The durif /petit surah I did a while back is from the same district. Rutherglen on the Murray River ,I grew up about 90 minutes north on the Murrumbidgee River.

The convict history marketing is better than cutesy wild life 
	

	
	
		
		



		
		
	


	





.Durif /shiraz as a blend is getting traction here.Durif was the backbone of the fortified wine industry .Its emergence as table wine more recent.


----------



## leah elisheva (Sep 25, 2014)

Mick, thank you tons!!!

This was so damn delicious, I must say! I love grilled roo but think it's better raw. Indeed, you should be getting elk if we are receiving all your great meats!

Meanwhile, I LOVE learning about the wine! I RARELY can get anything in the grocery store and not erupt with some horrible stars & stripes reaction on my skin and so forth; and so I keep grabbing a bottle when in the store buying food as I'm so grateful to have a quick pick there that works and is enjoyable!

The Durif seems to give it real structure and it's interesting that you have so much of that combo there! How fantastic!

The other Baileys of Glenrowan wines must be really nice! And yes, the funny convict theme is more interesting at least than fuzzy kualas or whatnot.

Thank you for helping me to learn about what I'm drinking! We get a lot of junky imports and when I find the good ones, (thanks to your help mostly), it's just such a treat!

Keep the info coming!!! And I'm excited about your upcoming vacation & food!!! Cheers! - Leah


----------



## pc farmer (Sep 25, 2014)

Looks like a great plate.


I have to try smoked apples.


----------



## leah elisheva (Sep 26, 2014)

Thank you Adam!

The apples were used initially because I had them in the house, yet now I loved them with the carpaccio so much, and the subtle contrast up against the raw and baby soft meat with some oil and salt; that I would do it again indeed!

Happy Friday!!!!!!!!!

Cheers! - Leah


----------



## litterbug (Sep 27, 2014)

Leah
  First off I am not a huge seafood fan, although I have eaten it occasionally and do appreciate it (more than I would have thought). I must say that I keep finding myself reading your post with anticipation of how you are putting it all together.
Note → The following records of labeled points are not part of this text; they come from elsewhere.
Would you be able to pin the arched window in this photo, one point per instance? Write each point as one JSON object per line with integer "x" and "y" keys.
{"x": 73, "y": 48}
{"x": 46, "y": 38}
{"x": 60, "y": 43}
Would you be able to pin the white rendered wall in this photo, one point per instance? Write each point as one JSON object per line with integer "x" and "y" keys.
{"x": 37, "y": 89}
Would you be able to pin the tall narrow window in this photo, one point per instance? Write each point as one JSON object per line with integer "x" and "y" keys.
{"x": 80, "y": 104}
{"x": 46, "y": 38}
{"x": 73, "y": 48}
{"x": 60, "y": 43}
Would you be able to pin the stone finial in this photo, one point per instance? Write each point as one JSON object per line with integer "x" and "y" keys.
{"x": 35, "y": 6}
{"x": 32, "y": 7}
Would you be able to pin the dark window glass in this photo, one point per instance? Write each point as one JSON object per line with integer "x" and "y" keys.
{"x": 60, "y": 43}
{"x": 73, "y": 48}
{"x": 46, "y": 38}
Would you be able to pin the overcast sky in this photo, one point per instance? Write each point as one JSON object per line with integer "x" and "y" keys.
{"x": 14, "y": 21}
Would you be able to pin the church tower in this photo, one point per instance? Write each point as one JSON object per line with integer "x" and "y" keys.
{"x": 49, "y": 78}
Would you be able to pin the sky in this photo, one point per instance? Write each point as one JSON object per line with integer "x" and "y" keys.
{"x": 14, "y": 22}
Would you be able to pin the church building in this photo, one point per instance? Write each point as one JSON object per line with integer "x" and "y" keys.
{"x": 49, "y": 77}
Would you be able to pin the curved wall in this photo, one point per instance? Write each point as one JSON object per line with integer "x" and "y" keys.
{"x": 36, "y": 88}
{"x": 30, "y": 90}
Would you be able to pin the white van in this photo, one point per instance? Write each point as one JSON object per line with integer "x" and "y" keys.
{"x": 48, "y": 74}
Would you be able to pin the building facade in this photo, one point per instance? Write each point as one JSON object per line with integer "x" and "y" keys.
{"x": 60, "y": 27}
Your plating and presentation skills are exceptional to say the least and that is what keeps bringing me back to your post. 
I too love all kinds of different meat.


----------



## leah elisheva (Sep 28, 2014)

Well Litterbug, what a lovely comment to wake up to and receive! Thanks very much!

Indeed it's exciting to sample different meats, or any foods really. I am delighted that you have enjoyed my posts!

Happy Sunday and many thanks!

Cheers! - Leah (Oh, and if you're a wine fan; come join our "Winos" group - up in the "Groups" section, as we have a great time)!


----------



## the general (Sep 28, 2014)

All I can say is wow!  I am a little nervous when it comes to raw though...it is just me.  But I love everything else and the creativity and presentation.  Your posting is why I like this website.  The detail and small personal tidbits are nice.  You could serve that dish on the iron chef.  After seeing this it encourages me to step me game up.Thumbs Up


----------



## leah elisheva (Sep 28, 2014)

Well then, to The Kind General: Thank you so very much!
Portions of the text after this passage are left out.